The present invention relates to cationic polymer-nucleic acid compounds which have use in the delivery of nucleic acid to cells in biological systems, for instance in in vitro cell transfection research. The invention also relates to methods of making such compounds and potentially to gene therapy using such compounds.
The control of living processes is mediated through nucleic acids. Nucleic acids encode proteins which, as enzymes, hormones and other regulatory factors, carry out the processes which enable living organisms to function. Nucleic acids also encode for regulatory sequences which control the expression of proteins.
Because of its central role in living organisms, nucleic acids make an ideal therapeutic target. It is thought that many diseases could be controlled by the manipulation of nucleic acids in living organisms.
The key factor limiting therapies based on nucleic acid manipulation is the ability to deliver nucleic acids to the appropriate compartment of the cells. Nucleic acids are fragile molecules which are highly negatively charged (one negative charge per phosphate group) and which are readily cleaved by nucleases present both in extracellular fluids and intracellular compartments. As a highly charged molecule it will not cross the lipid membranes surrounding the cell, nor can it readily escape from endosomal compartments involved in the uptake of macromolecules into cells. Even RNAi molecules, although smaller in molecular weight, show significant problems of stability and uptake.
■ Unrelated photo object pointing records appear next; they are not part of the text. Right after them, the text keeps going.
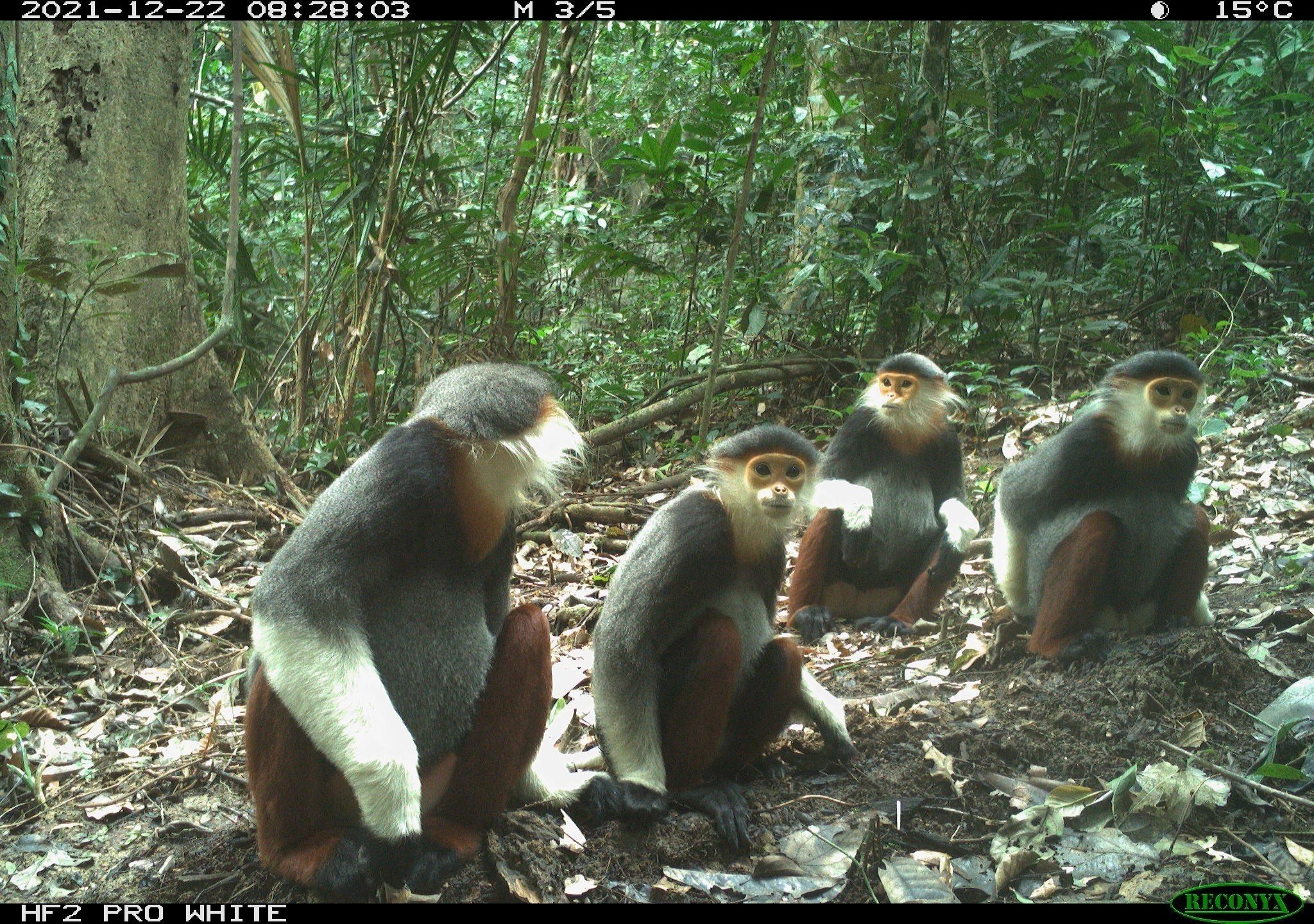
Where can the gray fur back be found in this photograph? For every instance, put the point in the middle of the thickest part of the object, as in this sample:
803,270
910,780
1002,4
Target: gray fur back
903,518
1153,527
432,658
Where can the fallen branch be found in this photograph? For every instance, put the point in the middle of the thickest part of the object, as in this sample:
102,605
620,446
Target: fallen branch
117,377
777,363
622,426
1238,778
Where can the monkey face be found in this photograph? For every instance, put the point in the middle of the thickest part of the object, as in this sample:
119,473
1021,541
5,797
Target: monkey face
896,389
1172,402
777,479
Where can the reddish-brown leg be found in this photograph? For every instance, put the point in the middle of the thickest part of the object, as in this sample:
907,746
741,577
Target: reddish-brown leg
762,708
501,744
815,554
929,588
305,814
1184,575
1074,581
694,715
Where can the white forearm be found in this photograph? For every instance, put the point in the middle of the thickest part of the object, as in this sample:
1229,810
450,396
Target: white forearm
337,697
855,501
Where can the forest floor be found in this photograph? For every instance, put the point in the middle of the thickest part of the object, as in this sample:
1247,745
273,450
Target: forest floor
979,774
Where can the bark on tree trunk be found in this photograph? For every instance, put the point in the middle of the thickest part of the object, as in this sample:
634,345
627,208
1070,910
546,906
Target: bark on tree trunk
508,200
103,158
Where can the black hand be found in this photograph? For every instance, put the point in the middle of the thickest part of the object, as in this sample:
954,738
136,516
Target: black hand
351,873
883,626
812,622
726,805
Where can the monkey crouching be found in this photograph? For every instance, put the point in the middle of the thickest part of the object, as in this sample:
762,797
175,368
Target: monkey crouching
894,526
1093,530
690,681
397,699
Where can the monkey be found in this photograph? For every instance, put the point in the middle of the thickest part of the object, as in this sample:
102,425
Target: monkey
690,681
396,698
1093,529
892,526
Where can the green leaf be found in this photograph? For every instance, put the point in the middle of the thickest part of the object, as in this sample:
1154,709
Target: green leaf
1279,772
1028,49
1187,53
1258,270
669,145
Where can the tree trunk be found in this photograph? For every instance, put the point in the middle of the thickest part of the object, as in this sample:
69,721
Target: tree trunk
736,234
103,158
508,248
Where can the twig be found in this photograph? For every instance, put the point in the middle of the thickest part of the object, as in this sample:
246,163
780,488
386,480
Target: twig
824,798
1267,861
1238,778
116,376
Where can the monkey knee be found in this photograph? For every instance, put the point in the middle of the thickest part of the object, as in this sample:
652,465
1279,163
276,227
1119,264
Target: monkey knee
351,872
526,631
388,792
718,643
1100,527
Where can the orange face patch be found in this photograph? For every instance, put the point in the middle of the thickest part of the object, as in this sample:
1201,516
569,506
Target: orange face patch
896,388
1178,396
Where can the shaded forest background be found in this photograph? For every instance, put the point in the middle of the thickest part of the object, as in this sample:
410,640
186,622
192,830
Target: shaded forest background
640,208
1012,199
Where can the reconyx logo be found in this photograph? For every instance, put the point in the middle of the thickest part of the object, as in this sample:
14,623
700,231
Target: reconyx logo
1227,902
Cationic lipid formulations suffer from a number of shortcomings. The lipids used in these formulations are often toxic to cells, and their use as delivery vehicles for nucleic acid to cells can be limited by the toxicity of this component. Cationic lipid formulations are also unstable and have a relatively short shelf life. The short shelf life is at least partly due to the tendency of these formulations to aggregate. Furthermore, lipid formulations are generally expensive.
The use of cationic polymers overcomes some, but not all, of the problems associated with cationic lipid formulations. Polycationic polymers are, however, generally cytotoxic although some cationic polymers with lower toxicity have been reported. Cationic polymers are generally cheap to produce, and do not have the shelf life problems associated with cationic lipids.
Cationic polymers are very efficient at condensing nucleic acids into a small volume and at protecting nucleic acids from degradation by serum nucleases. Interaction is through an equilibrium reaction in which adjustment of the environmental conditions, (salt concentration, pH, molecular weight of each of the polymers) will affect the composition and form of the complexes.
In the formation of the toroids, the processes of condensation of nucleic acids and aggregation of particles are competing, so that these systems tend to be unstable with time and form larger aggregates. This is influenced by the charge ratio of the complexes, and can be reduced by using an excess of one of the components. Generally such complexes are, therefore, made with an excess of polymer, although similar complexes with an excess of nucleic acids also have some favorable properties.
The lack of efficiency of cationic polymer-nucleic acid delivery systems may relate to the efficiency with which they can be taken up into cells, and with which they can escape from the endosomal compartment of the cell, into the cytoplasm. For this reason there has been much research into incorporating ligands and other biologically-active molecules which recognize cell surface receptors involved in endocytosis, and into the use of molecules, such as amphipathic peptides, which can disrupt endosomal membranes.
Cationic polyamines such as polyethylenimine (PEI), poly(L-lysine), polyamidoamines, chitosan, poly(amino ester)s and polyacrylates have been widely investigated as nucleic acid delivery vehicles.
In comparison to cationic polyacrylates, which have ester linkages between the backbone and side groups, there has been less attention directed towards the development of cationic polyacrylamides. This may be due to the perception that acrylamides are less degradable under physiological conditions owing to the more stable amide bond between the side group and polymer backbone. A lack of degradability has often been cited as a possible issue with respect to toxicity and safety.
It is an object of the invention to overcome at least some of the above problems.